Reviewing the statistical evidence
This is most welcome. I had not realized that on top of the massive confirmation bias of counting any of multiple cloud engines as a hit at any time, a big feedback loop was operating.
There is one vital factor you're still missing about average centipawn loss. It grows in proportion to how much one side is ahead. Simply said, if you're a Queen ahead, a pawn difference is minimal. One cannot avert this by cutting off at 2.00 or 4.00 advantage, say, because the proportional effect goes clear down to zero. And as I demonstrated in my article https://rjlipton.wpcomstaging.com/2016/11/30/when-data-serves-turkey/, not correcting for this gives you an unrealistic y-intercept for the rating of perfect play.
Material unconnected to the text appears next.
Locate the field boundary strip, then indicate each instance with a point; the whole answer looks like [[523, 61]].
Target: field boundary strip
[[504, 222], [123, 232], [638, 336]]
Great analysis! Until someone comes with substantial evidence of cheating by Niemann, all I see is some of the most powerful entities in chess hammering on a 19 year old, it's a witch hunt.
And THIS is why I subscribe.
Nice work, Nate. The most useful analysis I've seen.
Very clear analysis and exposition of both the statistical issues and the larger context. Sharing immediately with some statistics-savvy non-chess people who have become interested in this whole scandal.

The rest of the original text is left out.